Last Friday, the Supreme Court heard challenges to mandatory minimum sentences imposed for some gun-related offences as part of the federal government’s “tough on crime” agenda. In R. v. Nur, 2013 ONCA 677, the Court of Appeal for Ontario declared them unconstitutional because, although the sentence was not grossly disproportionate to the accused’s blameworthiness in the circumstances of that case, it could become so in a “reasonable hypothetical” situation, which made it “cruel and unusual punishment” contrary to s. 12 of the Canadian Charter of Rights and Freedoms. The “reasonable hypothetical” framework has long been a staple of s. 12 jurisprudence, going back to the Supreme Court’s decision in R. v. Smith, [1987] 1 S.C.R. 1045. Yet as Justin Ling explains in the CBA National Magazine, during last week’s argument in Nur, “many on the top bench were pondering a departure from the practice.”
And that, I would suggest, should be food for thought for the judges of the Québec Court of Appeal who, on December 4, will hear an appeal from the Superior Court’s decision to allow the Québec Bar to challenge, wholesale, 94 mandatory-minimum provisions recently added to the Criminal Code, Barreau du Québec c. Canada (Procureur général), 2014 QCCS 1863. As I explained in criticizing the Superior Court’s decision, although Justice Roy found that the Barreau’s challenge is a “reasonable and effective” way to make the argument that mandatory minimum sentences unconstitutionally infringe on the judiciary’s discretionary powers, this argument is at best secondary in the Barreau’s application. The main one is of the sort that was made in Nur ― a claim that mandatory minimum sentences infringe s. 12 of the Charter. Needless to say, this argument proceeds in a factual vacuum, since no one actually accused of anything is involved in the case. The Barreau contends that this does not matter since s. 12 arguments can be made on the basis of reasonable hypotheticals anyway. But if the Supreme Court chooses to eliminate, or even merely to limit the use of reasonable hypotheticals in s. 12 analysis, this claim will ring more hollow than ever.
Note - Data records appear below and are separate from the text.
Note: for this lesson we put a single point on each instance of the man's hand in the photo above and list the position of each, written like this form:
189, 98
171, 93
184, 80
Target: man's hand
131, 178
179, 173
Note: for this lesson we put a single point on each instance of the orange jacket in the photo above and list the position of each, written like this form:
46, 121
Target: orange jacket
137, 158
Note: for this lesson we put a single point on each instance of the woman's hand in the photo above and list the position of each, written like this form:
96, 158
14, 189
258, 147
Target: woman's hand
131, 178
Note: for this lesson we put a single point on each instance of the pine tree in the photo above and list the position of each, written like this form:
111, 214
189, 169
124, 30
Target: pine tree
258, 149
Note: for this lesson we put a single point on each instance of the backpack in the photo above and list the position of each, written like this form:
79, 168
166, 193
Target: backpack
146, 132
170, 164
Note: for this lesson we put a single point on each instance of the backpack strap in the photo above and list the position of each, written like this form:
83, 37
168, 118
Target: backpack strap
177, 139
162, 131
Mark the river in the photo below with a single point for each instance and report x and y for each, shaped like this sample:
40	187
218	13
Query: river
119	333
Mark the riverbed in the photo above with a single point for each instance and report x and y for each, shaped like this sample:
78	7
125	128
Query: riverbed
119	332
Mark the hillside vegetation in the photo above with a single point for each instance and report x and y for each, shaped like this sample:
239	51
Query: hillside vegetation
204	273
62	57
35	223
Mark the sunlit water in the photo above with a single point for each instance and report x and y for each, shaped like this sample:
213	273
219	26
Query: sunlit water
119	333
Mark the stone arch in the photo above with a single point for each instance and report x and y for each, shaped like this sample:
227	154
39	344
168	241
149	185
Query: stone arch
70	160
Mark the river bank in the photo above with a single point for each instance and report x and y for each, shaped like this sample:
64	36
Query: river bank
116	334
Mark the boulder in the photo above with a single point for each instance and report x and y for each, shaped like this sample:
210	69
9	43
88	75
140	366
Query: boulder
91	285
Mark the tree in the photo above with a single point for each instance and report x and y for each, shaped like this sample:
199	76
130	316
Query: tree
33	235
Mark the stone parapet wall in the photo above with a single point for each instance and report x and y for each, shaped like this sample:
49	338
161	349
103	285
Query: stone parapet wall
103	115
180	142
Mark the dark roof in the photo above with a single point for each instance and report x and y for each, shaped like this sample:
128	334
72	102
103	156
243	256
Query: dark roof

As for the claim that mandatory minimum sentences as such infringe the judiciary’s protected discretion, I remain of the view ― which I explained here ― that it is simply not a serious argument. On this point, the words of Chief Justice MacDonald of the Nova Scotia Court of Appeal in the recent case of R. v. MacDonald, 2014 NSCA 102, which struck down the same mandatory minimum that is at issue in Nur, are apposite. The case, he said (at par. 9), is about
the comparative roles of the judiciary and Parliament. Specifically, in our constitutional democracy, Parliament decides what actions will constitute a criminal offence together with the corresponding range of punishment for each. This may include, in Parliament’s discretion, mandatory minimum sentences for certain offences. In this regard, the will of Parliament shall prevail, unless the sentencing provisions are so severe as to constitute cruel and unusual punishment as prohibited by our Charter of Rights and Freedoms. It then falls to the judiciary, as guardians of the Charter, to prevent such occurrences. (Emphasis mine)
It is Parliament’s role, not the courts’, to define the range ― that is to say the upper as well as the lower limits, if any ― of sentences for the offences which Parliament creates. It should go without saying that a power to create and define offences entails the power to define their relative gravity, and that the imposition of sentencing ranges is the most obvious (and maybe the only?) way to meaningfully do this. The only constraint on Parliament’s discretion in this regard is the Charter. The Barreau’s separation of powers argument is without merit, and the Court of Appeal shouldn’t repeat the Superior Court’s mistake by allowing its application to proceed on this shaky basis.